Plus, not all families who applied for the program would get accepted.

“This is $20 million for only 1,900 families,” he said. “Who picks the lucky few winners?”

Harris County Attorney Christian Menefee, however, shot down Bettencourt’s request to the state attorney general, by also sending a brief to Paxton. He argues that the Harris County pilot program is permitted by the Texas Constitution and authorized by at “least three statutes.” He even urges the state attorney general to ignore Bettencourt’s request on the account of there being pending litigation regarding the program. The attorney general is currently litigating “fundamental questions underlying the request in the Texas Supreme Court,” according to Menefee’s letter.

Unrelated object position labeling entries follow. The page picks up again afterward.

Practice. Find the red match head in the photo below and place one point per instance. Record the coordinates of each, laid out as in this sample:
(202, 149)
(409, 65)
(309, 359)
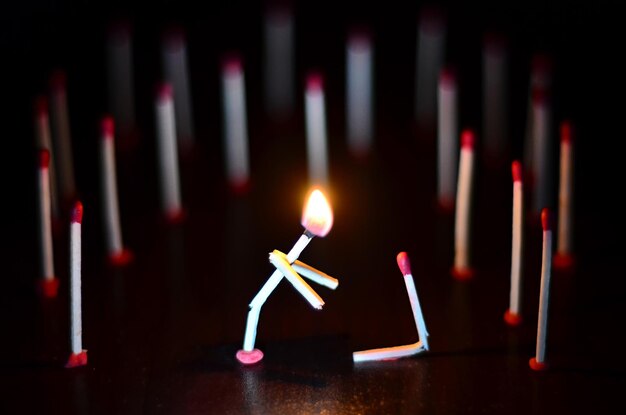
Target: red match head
(566, 132)
(516, 169)
(44, 158)
(77, 213)
(107, 127)
(403, 263)
(467, 139)
(546, 220)
(314, 82)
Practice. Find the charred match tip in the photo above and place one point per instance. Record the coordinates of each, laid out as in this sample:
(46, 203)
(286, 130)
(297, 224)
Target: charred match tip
(546, 220)
(403, 263)
(232, 63)
(77, 213)
(566, 132)
(314, 82)
(41, 106)
(164, 91)
(44, 158)
(516, 169)
(467, 139)
(107, 127)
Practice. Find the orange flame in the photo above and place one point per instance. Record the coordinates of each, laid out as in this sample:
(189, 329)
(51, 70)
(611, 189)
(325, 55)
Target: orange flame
(317, 215)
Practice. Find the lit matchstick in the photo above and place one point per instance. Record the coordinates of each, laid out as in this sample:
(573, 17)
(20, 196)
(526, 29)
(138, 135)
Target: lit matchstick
(462, 269)
(421, 345)
(48, 285)
(513, 316)
(118, 255)
(538, 362)
(78, 357)
(317, 220)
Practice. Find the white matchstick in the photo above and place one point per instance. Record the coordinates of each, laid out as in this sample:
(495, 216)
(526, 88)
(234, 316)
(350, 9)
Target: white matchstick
(235, 125)
(121, 86)
(421, 345)
(317, 220)
(512, 316)
(462, 269)
(316, 139)
(62, 136)
(538, 362)
(359, 93)
(48, 284)
(44, 140)
(117, 254)
(563, 258)
(430, 58)
(447, 133)
(495, 83)
(177, 74)
(169, 178)
(279, 62)
(78, 357)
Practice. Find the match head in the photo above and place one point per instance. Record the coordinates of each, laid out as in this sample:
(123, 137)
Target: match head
(317, 215)
(77, 213)
(467, 139)
(516, 169)
(314, 82)
(566, 132)
(546, 220)
(107, 127)
(44, 158)
(403, 263)
(232, 64)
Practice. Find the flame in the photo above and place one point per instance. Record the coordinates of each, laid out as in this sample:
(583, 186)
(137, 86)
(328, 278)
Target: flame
(317, 215)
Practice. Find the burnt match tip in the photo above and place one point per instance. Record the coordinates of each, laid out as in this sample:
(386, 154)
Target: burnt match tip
(44, 158)
(467, 139)
(516, 169)
(77, 213)
(546, 220)
(403, 263)
(314, 81)
(107, 127)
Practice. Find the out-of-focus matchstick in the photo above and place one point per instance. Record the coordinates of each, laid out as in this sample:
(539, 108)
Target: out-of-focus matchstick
(78, 356)
(48, 285)
(118, 255)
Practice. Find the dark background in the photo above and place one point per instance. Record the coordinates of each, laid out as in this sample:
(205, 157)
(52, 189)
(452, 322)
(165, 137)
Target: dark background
(162, 333)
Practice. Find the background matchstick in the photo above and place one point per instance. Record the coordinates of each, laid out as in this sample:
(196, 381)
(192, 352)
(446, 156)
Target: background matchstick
(563, 258)
(78, 356)
(169, 176)
(118, 255)
(48, 284)
(462, 269)
(235, 125)
(447, 133)
(538, 362)
(512, 316)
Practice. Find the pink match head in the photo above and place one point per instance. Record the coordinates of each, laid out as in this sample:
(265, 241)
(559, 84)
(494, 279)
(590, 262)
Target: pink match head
(58, 81)
(566, 131)
(164, 91)
(41, 106)
(516, 168)
(314, 82)
(44, 158)
(546, 220)
(77, 213)
(107, 127)
(232, 63)
(403, 263)
(467, 139)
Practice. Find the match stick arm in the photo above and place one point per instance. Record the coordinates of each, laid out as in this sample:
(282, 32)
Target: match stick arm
(315, 275)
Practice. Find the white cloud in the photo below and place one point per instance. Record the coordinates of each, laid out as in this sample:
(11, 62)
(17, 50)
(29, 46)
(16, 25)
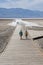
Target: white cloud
(27, 4)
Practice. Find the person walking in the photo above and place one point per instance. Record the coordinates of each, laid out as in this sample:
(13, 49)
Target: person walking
(26, 34)
(21, 34)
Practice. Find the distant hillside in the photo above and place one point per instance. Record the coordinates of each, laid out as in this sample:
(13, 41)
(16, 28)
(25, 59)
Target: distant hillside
(19, 13)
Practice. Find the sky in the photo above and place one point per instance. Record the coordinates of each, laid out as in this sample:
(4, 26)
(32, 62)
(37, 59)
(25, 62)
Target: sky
(25, 4)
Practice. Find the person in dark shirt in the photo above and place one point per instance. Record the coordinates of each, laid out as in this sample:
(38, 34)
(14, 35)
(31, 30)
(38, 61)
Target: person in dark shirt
(26, 34)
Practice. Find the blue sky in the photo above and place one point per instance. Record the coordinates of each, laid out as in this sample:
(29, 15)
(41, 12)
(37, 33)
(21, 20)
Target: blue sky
(26, 4)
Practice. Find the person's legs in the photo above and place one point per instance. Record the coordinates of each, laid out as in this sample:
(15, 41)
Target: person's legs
(20, 37)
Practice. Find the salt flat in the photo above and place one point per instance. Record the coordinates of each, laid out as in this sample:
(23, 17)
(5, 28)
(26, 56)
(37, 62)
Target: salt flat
(21, 52)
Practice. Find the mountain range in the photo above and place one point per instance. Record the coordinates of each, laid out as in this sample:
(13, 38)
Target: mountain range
(20, 13)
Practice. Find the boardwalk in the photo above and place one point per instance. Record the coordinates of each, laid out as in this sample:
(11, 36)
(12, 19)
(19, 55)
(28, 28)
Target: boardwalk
(21, 52)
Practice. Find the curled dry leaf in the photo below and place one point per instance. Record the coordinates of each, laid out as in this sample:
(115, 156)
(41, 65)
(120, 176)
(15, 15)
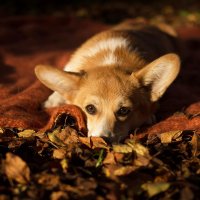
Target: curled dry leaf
(63, 137)
(16, 169)
(170, 136)
(49, 181)
(59, 153)
(155, 188)
(59, 195)
(94, 142)
(26, 133)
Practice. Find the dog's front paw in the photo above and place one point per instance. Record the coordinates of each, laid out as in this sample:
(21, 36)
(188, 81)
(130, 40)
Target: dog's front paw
(54, 100)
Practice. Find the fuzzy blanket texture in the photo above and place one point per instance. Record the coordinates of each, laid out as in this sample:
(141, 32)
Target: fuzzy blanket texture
(26, 42)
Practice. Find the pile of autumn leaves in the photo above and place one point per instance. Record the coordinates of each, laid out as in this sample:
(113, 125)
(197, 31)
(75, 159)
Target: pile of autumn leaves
(61, 164)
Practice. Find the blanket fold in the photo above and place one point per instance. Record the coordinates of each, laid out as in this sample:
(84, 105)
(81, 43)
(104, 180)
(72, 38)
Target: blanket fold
(26, 42)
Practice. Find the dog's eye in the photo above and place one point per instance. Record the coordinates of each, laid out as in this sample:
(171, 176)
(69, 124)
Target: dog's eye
(123, 111)
(91, 109)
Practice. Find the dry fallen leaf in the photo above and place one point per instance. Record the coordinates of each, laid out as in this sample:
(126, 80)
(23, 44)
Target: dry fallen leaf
(16, 169)
(26, 133)
(94, 142)
(49, 181)
(59, 195)
(59, 153)
(168, 137)
(155, 188)
(63, 137)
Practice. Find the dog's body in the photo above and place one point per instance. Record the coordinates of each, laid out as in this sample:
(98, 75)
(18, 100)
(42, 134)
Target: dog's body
(116, 78)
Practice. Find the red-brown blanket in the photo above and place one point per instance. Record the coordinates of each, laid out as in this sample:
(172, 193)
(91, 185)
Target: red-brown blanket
(26, 42)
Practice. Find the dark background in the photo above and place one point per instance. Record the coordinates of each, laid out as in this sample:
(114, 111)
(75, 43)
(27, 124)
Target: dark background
(111, 11)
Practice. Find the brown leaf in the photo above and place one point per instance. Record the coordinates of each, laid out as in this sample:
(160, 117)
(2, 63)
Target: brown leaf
(59, 153)
(168, 137)
(16, 169)
(155, 188)
(109, 159)
(195, 141)
(26, 133)
(59, 195)
(49, 181)
(94, 142)
(63, 137)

Political underpinnings of universal basic income programs

While universal basic income programs have the power to uplift some of the nation’s poorest residents, they’re not widely popular. Indeed, a majority (54%) of U.S. adults say they would oppose the federal government providing guaranteed income, according to Pew Research Center.

This same Pew study found that offering universal basic income for all adult citizens “draws broad and intense opposition” among Republicans, but Democrats more generally support it. Far fewer older adults or white Americans support these types of programs, whereas 67% of adults under age 30 approve of them. Nearly 75% of Black Americans and more than 60% of Hispanic adults support the funding, compared with 35% of white adults, according to Pew.

However, UBI has historically been endorsed by conservative figures including economist Milton Friedman, former President Richard Nixon, and even more recently conservative Senators Marco Rubio and Mitt Romney as well as Congressman Paul Ryan proposed welfare policies that are “very close to UBI,” according to a 2022 study by Emory University Ph.D. candidate Eddy S. F. Yeung. That’s because UBI—a seemingly liberal policy—actually conforms to conservative ideology, as these programs reduce “bureaucracy and [limit] government by replacing administratively costly welfare programs,” he wrote, and they fit the “conservative ideal of laissez-faire and individualism.”

“UBI replaces other existing welfare programs that typically require more targeting efforts,” Yeung wrote. “Thus, it contrasts with other large-scale, means-tested welfare policies” like public housing and TANF (Temporary Assistance for Needy Families), which “typically receive meager support from conservatives due to their opposition to big government.”